From d6837f622518564c62a2b010f5aa2ba80be6ca9c Mon Sep 17 00:00:00 2001
From: Aristotle Martin <Aristotle.Martin@amd.com>
Date: Tue, 7 Apr 2026 15:42:18 +0000
Subject: [PATCH 2/9] address pr comments: remove while loop based method for
 generating e4m3 finite encodings, use set_scale() for amax, check for amax
 being null in kernel

---
 tests/cpp/operator/test_dequantize_nvfp4.cu   | 114 +++++++-----------
 tests/cpp/test_common.h                       |  17 +--
 .../common/cast/nvfp4/dequantize_nvfp4.cuh    |   2 +-
 3 files changed, 48 insertions(+), 85 deletions(-)

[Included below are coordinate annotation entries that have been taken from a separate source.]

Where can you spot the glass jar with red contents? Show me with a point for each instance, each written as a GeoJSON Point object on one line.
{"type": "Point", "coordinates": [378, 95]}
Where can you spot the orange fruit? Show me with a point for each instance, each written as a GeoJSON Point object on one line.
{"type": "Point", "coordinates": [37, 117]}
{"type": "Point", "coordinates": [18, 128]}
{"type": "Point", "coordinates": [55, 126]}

diff --git a/tests/cpp/operator/test_dequantize_nvfp4.cu b/tests/cpp/operator/test_dequantize_nvfp4.cu
index 1da70923a..96ded197a 100644
--- a/tests/cpp/operator/test_dequantize_nvfp4.cu
+++ b/tests/cpp/operator/test_dequantize_nvfp4.cu
@@ -31,39 +31,24 @@ constexpr size_t kFP4BlockSize1D = 16;
 constexpr size_t kFP4BlockSize2DY = 16;
 constexpr size_t kFP4BlockSize2DX = 16;
 
-size_t divide_round_up(size_t x, size_t y) {
-    return (x + y - 1) / y;
-}
-
-// Generates random FP8 (E4M3) scale values by sampling raw 8-bit patterns
-// and rejects non-finite values (i.e., NaN) before storing.
+// Generates random FP8 (E4M3) scale values by sampling raw 8-bit patterns.
+// Only finite, non-negative scales are allowed.
 // Values are written using memcpy to preserve exact
 // bit patterns rather than relying on numeric conversion.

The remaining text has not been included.